A Date With Fate

Home > Other > A Date With Fate > Page 22
A Date With Fate Page 22

by Tracy Ellen


  Now fancied up for the holidays, up and down Division the streets lamps were swirled with evergreens, red satin ribbons and bows, and aglow with white lights in the shapes of large snowflakes. Many buildings were similarly adorned; it reminded me of a village on an old-fashioned Christmas card dusted with glitter.

  I love this time of year. Bel’s staff had a party and we’d decorated the outside of my red brick building last week with spruce treetops and red holly berries in the display window boxes, lacey garlands of evergreens around the entrance doors, and an enormous wreath hanging outside on the turret that capped the corner of my building. All of these were intertwined with hundreds of tiny lights. When snow dusted the greenery, the teal blue lights twinkling at night through the sparkling white stuff is magical.

  Interrupting my sightseeing, a Chrysler Town and Country minivan honked softly and pulled up to the curb. I recognized our friend, Tre J driving with Jazy riding shotgun. The side door slid open, an old Led Zeppelin tune poured out, and I climbed into the beckoning warmth agreeing silently it had been way too long a time since this woman had rock ‘n rolled.

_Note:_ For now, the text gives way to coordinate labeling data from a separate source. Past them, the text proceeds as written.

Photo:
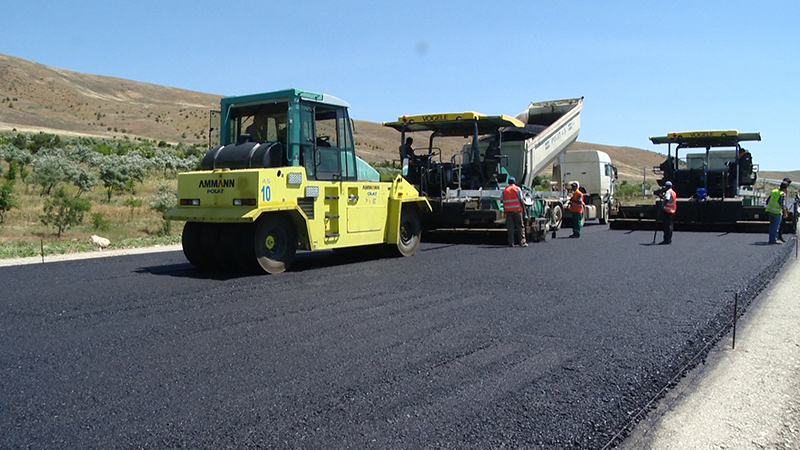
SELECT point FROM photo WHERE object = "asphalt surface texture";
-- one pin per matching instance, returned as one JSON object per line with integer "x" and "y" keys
{"x": 567, "y": 343}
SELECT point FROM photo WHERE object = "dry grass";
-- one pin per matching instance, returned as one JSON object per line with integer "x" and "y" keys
{"x": 23, "y": 232}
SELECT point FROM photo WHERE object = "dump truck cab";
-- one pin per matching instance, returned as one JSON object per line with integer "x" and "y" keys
{"x": 285, "y": 177}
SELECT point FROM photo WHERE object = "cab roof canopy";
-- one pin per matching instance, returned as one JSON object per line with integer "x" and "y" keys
{"x": 454, "y": 124}
{"x": 290, "y": 95}
{"x": 698, "y": 139}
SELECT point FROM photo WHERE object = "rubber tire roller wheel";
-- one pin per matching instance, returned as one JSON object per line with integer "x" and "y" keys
{"x": 275, "y": 243}
{"x": 410, "y": 232}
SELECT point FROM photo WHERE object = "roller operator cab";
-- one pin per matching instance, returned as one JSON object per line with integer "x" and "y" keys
{"x": 286, "y": 177}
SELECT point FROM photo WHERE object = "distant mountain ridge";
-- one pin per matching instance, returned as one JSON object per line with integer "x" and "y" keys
{"x": 35, "y": 97}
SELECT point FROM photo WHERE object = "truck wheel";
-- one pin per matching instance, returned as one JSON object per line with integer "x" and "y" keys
{"x": 410, "y": 232}
{"x": 275, "y": 243}
{"x": 190, "y": 241}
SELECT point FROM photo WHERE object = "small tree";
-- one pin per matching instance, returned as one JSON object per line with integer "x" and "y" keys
{"x": 64, "y": 211}
{"x": 7, "y": 199}
{"x": 132, "y": 203}
{"x": 163, "y": 202}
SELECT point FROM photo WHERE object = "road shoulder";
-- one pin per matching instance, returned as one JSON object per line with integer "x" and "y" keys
{"x": 740, "y": 398}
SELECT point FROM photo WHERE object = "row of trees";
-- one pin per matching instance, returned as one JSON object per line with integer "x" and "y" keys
{"x": 63, "y": 170}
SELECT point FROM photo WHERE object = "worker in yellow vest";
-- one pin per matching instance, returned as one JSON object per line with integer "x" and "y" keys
{"x": 776, "y": 210}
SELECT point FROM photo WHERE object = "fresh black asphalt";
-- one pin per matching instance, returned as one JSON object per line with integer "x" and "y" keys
{"x": 467, "y": 344}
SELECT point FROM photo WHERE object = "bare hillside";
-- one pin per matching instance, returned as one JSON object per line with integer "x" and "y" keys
{"x": 35, "y": 97}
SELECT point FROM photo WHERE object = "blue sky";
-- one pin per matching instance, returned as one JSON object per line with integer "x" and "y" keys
{"x": 645, "y": 68}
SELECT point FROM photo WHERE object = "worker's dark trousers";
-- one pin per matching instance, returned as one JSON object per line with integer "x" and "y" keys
{"x": 514, "y": 227}
{"x": 576, "y": 224}
{"x": 668, "y": 220}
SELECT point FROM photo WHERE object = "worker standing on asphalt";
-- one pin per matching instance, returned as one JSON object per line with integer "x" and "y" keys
{"x": 512, "y": 206}
{"x": 576, "y": 208}
{"x": 788, "y": 182}
{"x": 669, "y": 204}
{"x": 776, "y": 209}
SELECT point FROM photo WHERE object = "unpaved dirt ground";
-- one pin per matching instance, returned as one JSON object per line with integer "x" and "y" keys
{"x": 746, "y": 396}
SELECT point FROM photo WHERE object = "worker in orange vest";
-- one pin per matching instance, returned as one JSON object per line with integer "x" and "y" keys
{"x": 576, "y": 208}
{"x": 669, "y": 204}
{"x": 512, "y": 206}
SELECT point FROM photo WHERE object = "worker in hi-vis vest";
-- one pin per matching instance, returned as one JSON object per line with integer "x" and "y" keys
{"x": 512, "y": 207}
{"x": 776, "y": 210}
{"x": 576, "y": 208}
{"x": 669, "y": 204}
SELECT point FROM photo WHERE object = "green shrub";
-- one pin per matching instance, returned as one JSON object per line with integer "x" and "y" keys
{"x": 64, "y": 211}
{"x": 99, "y": 222}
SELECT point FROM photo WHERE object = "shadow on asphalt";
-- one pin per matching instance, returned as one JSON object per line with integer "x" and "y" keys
{"x": 304, "y": 260}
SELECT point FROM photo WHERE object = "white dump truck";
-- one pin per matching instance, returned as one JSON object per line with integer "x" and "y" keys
{"x": 595, "y": 173}
{"x": 554, "y": 126}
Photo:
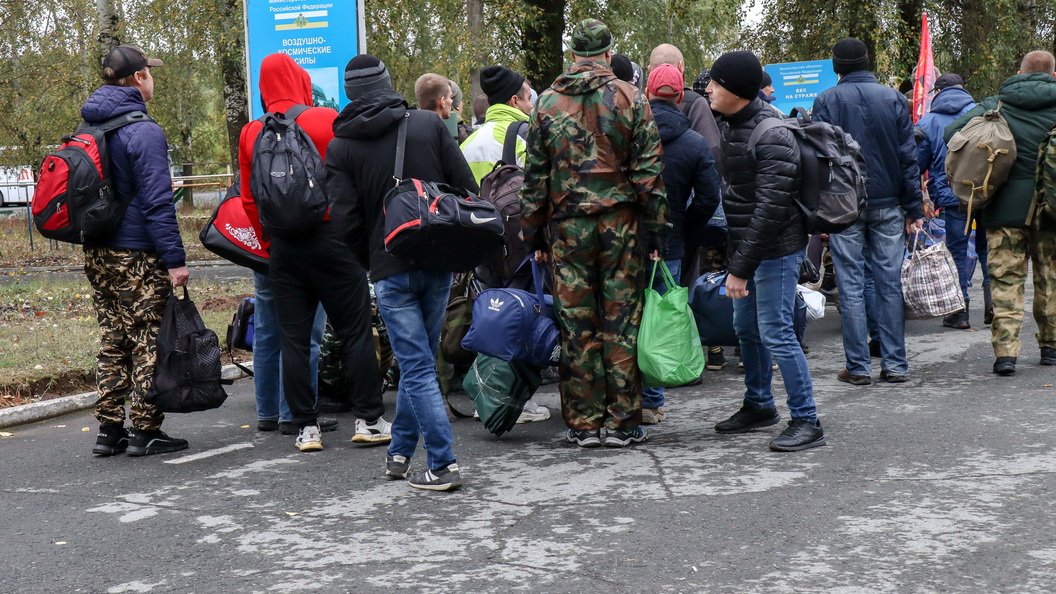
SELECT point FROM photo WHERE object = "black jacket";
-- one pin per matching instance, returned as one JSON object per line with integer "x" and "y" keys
{"x": 687, "y": 167}
{"x": 761, "y": 216}
{"x": 360, "y": 163}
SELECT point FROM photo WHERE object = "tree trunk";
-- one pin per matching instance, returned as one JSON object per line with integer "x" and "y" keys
{"x": 542, "y": 42}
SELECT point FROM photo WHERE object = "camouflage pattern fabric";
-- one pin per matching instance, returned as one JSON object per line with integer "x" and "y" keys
{"x": 599, "y": 284}
{"x": 130, "y": 289}
{"x": 591, "y": 145}
{"x": 1007, "y": 251}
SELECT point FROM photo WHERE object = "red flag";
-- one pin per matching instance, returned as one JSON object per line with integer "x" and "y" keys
{"x": 924, "y": 74}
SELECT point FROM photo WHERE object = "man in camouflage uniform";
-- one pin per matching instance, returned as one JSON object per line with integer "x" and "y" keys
{"x": 591, "y": 180}
{"x": 1014, "y": 235}
{"x": 133, "y": 272}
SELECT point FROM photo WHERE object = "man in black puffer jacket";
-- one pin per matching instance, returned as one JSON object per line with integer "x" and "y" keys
{"x": 768, "y": 241}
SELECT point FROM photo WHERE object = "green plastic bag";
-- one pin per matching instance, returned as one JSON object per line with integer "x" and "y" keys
{"x": 668, "y": 345}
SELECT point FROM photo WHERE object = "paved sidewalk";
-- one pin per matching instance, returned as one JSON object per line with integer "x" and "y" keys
{"x": 941, "y": 484}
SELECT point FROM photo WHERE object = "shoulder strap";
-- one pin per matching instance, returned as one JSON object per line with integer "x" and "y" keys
{"x": 124, "y": 119}
{"x": 510, "y": 145}
{"x": 400, "y": 148}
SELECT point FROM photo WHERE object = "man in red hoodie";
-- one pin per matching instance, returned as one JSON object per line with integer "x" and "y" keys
{"x": 314, "y": 267}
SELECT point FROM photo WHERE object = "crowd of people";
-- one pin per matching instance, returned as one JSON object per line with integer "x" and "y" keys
{"x": 622, "y": 165}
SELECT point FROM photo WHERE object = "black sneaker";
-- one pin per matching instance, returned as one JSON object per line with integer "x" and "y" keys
{"x": 799, "y": 434}
{"x": 325, "y": 424}
{"x": 747, "y": 419}
{"x": 584, "y": 438}
{"x": 113, "y": 439}
{"x": 147, "y": 443}
{"x": 1048, "y": 355}
{"x": 616, "y": 438}
{"x": 716, "y": 360}
{"x": 445, "y": 479}
{"x": 1004, "y": 366}
{"x": 397, "y": 466}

  I had earlier whipped off a mass text to my siblings and friends that all was fine, details to follow. NanaBel was out of touch in the desert for the next couple of days, so I’d email her in a day or two. I returned Reggie’s calls and left a quick, comprehensive voice mail message with details on Cheryl Crookston and Larissa’s ex since I wasn’t seeing him tonight like I would be my sisters. I’d spoken briefly with Larissa’s parents; she was doing well, but sleeping. I made plans to visit her on Monday morning. The mean mommy voice should be happy with me and leave me alone for the rest of the night.

  With the dome light still on overhead, my youngest sister turned in her seat to do a swift eye-balling of my person. I felt like a horse at a sale barn being appraised by an expert for soundness.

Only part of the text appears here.